Delays in seeking care, or inconsistencies between reported symptoms and treatment records, are frequently used by insurance adjusters to reduce or dispute claims. This doesn't mean injured people are faking — gaps happen for many legitimate reasons — but those reasons often need to be explained.

Statutes of Limitations and Filing Deadlines

In Texas, personal injury claims are subject to a statute of limitations — a legal deadline by which a lawsuit must be filed or the right to sue is typically lost. The timeframe varies based on the type of claim, who the defendant is (a private individual versus a government entity, for example), and other case-specific factors.

Missing a deadline is one of the most common reasons otherwise valid claims are barred. The applicable deadline for a specific situation depends on the details of the case — it's not a one-size-fits-all rule.

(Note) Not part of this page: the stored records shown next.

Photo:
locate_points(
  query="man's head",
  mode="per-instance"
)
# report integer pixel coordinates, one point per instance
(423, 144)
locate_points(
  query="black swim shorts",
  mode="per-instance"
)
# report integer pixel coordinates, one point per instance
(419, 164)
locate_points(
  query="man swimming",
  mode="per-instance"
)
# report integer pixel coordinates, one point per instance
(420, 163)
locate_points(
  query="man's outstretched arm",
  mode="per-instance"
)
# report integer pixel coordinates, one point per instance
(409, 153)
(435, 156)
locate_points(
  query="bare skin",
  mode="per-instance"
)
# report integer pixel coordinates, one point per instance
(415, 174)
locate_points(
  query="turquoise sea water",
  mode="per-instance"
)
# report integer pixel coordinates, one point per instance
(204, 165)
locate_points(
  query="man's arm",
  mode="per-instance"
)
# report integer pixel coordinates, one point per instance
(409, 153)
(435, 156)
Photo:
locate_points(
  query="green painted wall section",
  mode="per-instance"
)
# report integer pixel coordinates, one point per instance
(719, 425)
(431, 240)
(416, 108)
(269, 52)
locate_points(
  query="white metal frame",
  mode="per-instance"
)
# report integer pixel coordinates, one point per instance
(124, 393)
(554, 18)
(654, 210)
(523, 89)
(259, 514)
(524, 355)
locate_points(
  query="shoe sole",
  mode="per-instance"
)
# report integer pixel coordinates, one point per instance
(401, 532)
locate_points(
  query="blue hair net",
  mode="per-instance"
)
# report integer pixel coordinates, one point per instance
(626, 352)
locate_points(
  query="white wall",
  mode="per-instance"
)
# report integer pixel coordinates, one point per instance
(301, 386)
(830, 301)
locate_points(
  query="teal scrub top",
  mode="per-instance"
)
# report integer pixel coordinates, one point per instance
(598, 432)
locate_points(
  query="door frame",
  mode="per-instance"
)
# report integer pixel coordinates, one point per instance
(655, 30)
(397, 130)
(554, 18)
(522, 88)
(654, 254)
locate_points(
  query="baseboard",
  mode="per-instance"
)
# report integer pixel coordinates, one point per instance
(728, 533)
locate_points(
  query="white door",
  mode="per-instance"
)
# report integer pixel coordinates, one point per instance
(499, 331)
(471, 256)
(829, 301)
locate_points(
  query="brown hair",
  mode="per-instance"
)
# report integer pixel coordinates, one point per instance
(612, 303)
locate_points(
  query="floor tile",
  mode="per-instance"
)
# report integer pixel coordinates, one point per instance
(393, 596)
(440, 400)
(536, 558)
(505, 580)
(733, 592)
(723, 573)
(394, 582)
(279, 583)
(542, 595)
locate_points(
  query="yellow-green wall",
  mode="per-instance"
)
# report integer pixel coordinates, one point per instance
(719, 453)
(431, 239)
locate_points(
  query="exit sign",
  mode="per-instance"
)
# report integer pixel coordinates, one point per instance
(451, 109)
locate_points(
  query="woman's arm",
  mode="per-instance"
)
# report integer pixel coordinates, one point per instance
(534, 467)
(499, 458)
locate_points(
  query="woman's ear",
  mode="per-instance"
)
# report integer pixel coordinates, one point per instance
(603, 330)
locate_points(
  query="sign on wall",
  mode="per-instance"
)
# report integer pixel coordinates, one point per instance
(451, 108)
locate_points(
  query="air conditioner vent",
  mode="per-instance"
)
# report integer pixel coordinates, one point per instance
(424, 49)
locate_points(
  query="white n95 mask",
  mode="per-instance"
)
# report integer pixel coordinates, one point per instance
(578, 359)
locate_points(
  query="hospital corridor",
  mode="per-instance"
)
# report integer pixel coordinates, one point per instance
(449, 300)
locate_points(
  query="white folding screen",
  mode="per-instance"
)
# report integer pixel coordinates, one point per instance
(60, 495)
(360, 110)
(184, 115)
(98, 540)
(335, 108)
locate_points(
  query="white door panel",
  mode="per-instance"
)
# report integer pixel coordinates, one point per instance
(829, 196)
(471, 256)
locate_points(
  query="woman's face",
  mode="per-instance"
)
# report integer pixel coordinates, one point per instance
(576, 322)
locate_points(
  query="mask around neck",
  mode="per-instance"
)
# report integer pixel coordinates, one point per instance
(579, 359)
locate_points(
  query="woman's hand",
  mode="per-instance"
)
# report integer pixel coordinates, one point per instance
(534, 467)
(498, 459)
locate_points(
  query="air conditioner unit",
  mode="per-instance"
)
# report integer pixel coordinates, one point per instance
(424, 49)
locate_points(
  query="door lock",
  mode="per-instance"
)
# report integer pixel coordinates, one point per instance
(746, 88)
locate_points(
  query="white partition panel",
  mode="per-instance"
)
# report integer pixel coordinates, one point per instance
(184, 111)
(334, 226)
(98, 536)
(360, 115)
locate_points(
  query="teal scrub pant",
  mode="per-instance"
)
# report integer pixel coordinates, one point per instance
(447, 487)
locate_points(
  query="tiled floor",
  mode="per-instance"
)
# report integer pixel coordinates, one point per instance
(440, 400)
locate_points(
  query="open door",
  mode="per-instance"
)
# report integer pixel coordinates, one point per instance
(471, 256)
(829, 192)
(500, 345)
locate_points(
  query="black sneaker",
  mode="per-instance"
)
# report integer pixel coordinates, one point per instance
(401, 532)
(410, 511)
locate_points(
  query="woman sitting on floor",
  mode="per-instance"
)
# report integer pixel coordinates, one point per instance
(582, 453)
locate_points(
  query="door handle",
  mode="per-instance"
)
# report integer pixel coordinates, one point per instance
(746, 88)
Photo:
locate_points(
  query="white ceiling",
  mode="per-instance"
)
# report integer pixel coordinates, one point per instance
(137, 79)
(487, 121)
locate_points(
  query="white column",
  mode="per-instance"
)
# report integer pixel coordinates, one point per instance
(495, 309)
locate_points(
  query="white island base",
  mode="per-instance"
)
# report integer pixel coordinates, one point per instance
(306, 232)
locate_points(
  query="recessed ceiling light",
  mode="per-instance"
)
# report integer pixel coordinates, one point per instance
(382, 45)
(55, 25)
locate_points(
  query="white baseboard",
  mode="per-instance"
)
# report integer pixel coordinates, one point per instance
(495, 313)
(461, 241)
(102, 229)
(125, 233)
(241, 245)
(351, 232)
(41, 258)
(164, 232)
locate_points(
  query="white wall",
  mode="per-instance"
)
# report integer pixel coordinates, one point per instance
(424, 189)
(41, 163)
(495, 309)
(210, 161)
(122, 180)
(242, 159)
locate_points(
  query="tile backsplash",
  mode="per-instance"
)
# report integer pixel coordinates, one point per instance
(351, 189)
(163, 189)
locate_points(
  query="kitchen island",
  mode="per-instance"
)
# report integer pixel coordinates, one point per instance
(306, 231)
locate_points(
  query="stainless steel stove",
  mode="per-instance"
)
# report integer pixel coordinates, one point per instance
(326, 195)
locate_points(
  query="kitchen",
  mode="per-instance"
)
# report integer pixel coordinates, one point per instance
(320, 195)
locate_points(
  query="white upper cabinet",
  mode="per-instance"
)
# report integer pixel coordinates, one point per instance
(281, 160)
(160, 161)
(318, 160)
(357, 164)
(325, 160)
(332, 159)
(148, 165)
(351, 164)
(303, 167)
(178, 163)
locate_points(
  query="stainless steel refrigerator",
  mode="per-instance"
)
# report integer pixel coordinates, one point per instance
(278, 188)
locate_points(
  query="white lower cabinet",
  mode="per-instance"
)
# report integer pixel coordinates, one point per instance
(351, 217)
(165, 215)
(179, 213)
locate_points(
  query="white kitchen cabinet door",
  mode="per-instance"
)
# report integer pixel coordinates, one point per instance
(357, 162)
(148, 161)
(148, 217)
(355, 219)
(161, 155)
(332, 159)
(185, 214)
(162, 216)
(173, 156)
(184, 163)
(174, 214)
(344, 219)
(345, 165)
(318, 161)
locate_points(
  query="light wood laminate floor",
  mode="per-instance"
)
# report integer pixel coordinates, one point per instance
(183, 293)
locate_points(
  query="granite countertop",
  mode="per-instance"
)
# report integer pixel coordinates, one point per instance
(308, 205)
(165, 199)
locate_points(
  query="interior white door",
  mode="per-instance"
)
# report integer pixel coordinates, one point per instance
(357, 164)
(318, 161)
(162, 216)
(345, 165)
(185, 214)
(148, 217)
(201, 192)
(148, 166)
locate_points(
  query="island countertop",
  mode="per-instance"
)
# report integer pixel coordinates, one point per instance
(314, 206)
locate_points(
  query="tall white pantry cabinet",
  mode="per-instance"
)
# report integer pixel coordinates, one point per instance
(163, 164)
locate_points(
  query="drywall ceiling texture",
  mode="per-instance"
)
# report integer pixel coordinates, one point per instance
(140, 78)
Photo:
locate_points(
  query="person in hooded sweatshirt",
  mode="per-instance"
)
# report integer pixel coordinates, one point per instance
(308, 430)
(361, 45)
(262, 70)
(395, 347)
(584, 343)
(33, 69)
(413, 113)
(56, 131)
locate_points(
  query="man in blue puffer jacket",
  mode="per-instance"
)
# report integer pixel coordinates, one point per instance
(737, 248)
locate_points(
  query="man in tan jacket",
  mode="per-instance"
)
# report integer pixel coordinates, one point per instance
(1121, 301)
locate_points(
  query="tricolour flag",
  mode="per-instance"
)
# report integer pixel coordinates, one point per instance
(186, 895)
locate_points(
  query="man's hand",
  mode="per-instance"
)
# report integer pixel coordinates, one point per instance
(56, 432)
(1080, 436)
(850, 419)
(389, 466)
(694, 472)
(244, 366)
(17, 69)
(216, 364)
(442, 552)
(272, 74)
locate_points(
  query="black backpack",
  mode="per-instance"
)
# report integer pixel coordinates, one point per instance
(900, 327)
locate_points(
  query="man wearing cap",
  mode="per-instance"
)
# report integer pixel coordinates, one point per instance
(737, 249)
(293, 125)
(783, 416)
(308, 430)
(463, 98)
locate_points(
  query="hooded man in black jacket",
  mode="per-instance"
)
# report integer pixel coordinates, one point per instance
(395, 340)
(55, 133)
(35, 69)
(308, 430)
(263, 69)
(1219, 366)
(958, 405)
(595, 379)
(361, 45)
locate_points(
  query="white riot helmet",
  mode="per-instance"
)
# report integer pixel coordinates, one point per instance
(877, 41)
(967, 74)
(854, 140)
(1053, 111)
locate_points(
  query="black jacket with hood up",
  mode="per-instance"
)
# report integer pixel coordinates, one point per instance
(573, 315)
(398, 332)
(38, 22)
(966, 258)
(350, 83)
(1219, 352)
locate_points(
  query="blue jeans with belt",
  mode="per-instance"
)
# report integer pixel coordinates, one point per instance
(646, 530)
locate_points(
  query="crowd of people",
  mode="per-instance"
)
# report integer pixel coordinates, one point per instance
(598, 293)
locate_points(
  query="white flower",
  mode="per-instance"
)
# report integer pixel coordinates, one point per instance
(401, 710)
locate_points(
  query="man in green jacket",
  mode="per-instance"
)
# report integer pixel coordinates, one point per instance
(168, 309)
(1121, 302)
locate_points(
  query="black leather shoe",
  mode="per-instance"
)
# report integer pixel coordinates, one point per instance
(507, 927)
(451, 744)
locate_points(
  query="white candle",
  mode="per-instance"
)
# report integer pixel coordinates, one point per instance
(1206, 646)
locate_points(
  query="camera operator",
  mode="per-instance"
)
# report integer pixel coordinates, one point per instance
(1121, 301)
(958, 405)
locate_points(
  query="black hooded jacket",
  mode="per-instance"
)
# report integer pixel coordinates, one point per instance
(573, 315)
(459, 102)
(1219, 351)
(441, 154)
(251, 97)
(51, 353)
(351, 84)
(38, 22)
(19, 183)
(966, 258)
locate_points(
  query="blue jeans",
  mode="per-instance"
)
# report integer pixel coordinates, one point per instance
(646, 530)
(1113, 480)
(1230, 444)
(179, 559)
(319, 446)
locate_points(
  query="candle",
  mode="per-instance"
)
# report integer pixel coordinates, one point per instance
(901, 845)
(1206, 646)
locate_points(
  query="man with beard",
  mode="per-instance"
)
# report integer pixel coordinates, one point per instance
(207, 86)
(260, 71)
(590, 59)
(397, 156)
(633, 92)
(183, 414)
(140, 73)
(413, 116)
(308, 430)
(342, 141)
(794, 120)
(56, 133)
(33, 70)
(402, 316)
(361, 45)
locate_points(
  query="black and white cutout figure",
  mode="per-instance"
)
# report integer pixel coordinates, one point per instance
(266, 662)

What Shapes Outcomes in Houston Injury Cases

No two cases resolve the same way. Key variables include:

  • Severity and permanence of injuries — soft tissue injuries, fractures, and traumatic brain injuries all carry different evidentiary and valuation considerations
  • Available insurance coverage — Texas requires minimum liability coverage, but many drivers carry only the minimum or are uninsured entirely
  • Uninsured/underinsured motorist (UM/UIM) coverage — if the at-fault driver lacks sufficient coverage, the injured person's own UM/UIM policy may become the primary source of recovery
  • Disputed liability — when fault isn't clear-cut, cases take longer and often require more evidence
  • Pre-existing conditions — insurers frequently argue that injuries existed before the accident; how this is handled affects what's recoverable

What someone ultimately recovers — and whether they recover anything at all — depends on how these variables align in their specific case.